STK kamuflajlı cemaatler
Yönetmelikteki bir başka tehlike ise okullara gerici vakıfların girmesini kolaylaştıran bir madde. Yönetmeliği yargıya taşıyan Eğitim Sen, bu tehlikeye şöyle dikkat çekiyor: “Getirilen yönetmelikle, nasıl belirleneceği belirli olmayan ve yalnızca adının geçmesiyle bile kamuoyunda ciddi rahatsızlıklara yol açabilecek ‘sivil toplum kuruluşlarının’ ‘Rehberlik hizmetleri il danışma komisyonu’ gibi önemli bir organda yer alabilmesinin önü açılmıştır. AKP ve MEB, rehberlik hizmeti adı altında okullar’a dini vakıf ve cemaatlerin elemanlarının görev yapabilmesine olanak tanımaktadır.”

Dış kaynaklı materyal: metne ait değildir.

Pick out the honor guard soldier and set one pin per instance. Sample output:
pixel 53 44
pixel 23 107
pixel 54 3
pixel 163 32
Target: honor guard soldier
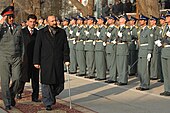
pixel 146 44
pixel 112 34
pixel 166 57
pixel 80 53
pixel 65 24
pixel 100 44
pixel 72 45
pixel 133 47
pixel 122 51
pixel 154 61
pixel 161 35
pixel 89 47
pixel 10 56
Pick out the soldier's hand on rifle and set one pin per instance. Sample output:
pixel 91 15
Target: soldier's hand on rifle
pixel 37 66
pixel 2 20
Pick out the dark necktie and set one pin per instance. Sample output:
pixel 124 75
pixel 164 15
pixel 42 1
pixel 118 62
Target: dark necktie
pixel 10 27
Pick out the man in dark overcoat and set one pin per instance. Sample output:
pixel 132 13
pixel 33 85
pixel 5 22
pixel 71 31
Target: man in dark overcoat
pixel 50 51
pixel 28 70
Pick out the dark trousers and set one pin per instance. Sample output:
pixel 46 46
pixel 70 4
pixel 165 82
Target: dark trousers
pixel 10 68
pixel 34 84
pixel 49 92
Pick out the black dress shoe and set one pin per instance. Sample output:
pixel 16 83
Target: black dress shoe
pixel 48 108
pixel 19 96
pixel 121 84
pixel 36 100
pixel 80 75
pixel 153 78
pixel 72 72
pixel 110 81
pixel 99 79
pixel 13 103
pixel 8 107
pixel 162 81
pixel 165 93
pixel 142 89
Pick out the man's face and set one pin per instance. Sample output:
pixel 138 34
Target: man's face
pixel 162 21
pixel 152 22
pixel 122 20
pixel 10 19
pixel 142 22
pixel 131 22
pixel 31 23
pixel 52 21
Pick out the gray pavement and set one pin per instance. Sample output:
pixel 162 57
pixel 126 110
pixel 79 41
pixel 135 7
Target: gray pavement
pixel 110 98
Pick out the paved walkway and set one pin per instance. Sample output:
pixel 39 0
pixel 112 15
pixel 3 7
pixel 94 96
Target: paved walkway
pixel 90 96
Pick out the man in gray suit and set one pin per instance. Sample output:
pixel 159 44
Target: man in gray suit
pixel 166 57
pixel 122 51
pixel 146 45
pixel 80 53
pixel 112 34
pixel 133 47
pixel 154 62
pixel 100 54
pixel 89 47
pixel 72 45
pixel 10 56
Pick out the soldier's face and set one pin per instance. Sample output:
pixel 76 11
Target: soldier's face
pixel 142 22
pixel 122 20
pixel 168 19
pixel 31 23
pixel 152 22
pixel 52 21
pixel 162 21
pixel 10 19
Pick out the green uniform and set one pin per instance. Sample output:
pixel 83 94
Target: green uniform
pixel 80 53
pixel 72 46
pixel 89 49
pixel 10 61
pixel 146 46
pixel 166 59
pixel 122 54
pixel 154 62
pixel 111 52
pixel 67 30
pixel 100 52
pixel 133 51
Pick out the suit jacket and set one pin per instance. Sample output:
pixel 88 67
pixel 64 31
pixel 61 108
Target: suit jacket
pixel 28 68
pixel 50 52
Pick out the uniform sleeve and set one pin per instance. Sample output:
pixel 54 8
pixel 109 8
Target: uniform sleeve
pixel 37 48
pixel 66 49
pixel 150 41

‘Tüm okullara yayacaklar!’

Yeni yönetmelik açıklandığında “PDR’ye (Psikolojik Danışmanlık ve Rehberlik) sahip çıkıyoruz. Nöbet tutmuyoruz!” diyerek karşı çıkan Eğitim-İş, rehber öğretmenlerin mesleki durumunun kötüleştirilmesiyle manevi rehberlerin yüceltilmesi arasındaki orantıya dikkat çekiyor. “Manevi rehberliğe dair bu örnekler, çocuklarımızın, sorunlara bilimsel yaklaşan uzman eğitimciler yerine kimlere emanet edilmek istendiğinin göstergesidir” diyen Eğitim-İş Genel Başkanı Orhan Yıldırım, şunları söylüyor: “Psikolojik Danışmanlık ve Rehberlik, bilimsellik olmadan, gerekli zeminler hazırlanmadan yapılamaz ve bu görev, vasıfsız ya da vasfı ne olduğu ölçülemeyen insanlara emanet edilemez. Bilindiği üzere MEB, yönetmeliğin kendisiyle beraber adını da değiştirdi ve “Psikolojik Danışmanlık” ifadesini çıkardı. Bu hamle, bu göreve alelade insanları getirebilmenin zemini olarak görünüyor. Yurtlarda genelleştirdiği manevi rehberlik fiyaskosunu, tüm devlet okullarına yayacaklarını düşünüyoruz. Ve buna asla geçit vermeyeceğiz. Düşünün; bugün dünya çocuk hakları günü, ve çocuklara bir bayram armağan edilen tek ülkede, çocuklarımızın travmaları, psikolojik gelişimleri bu hamleyle önemsizleştiriliyor. Rehber öğretmenlerimizi de, ülkenin çocuklarını da bu art niyete teslim etmeyeceğiz.”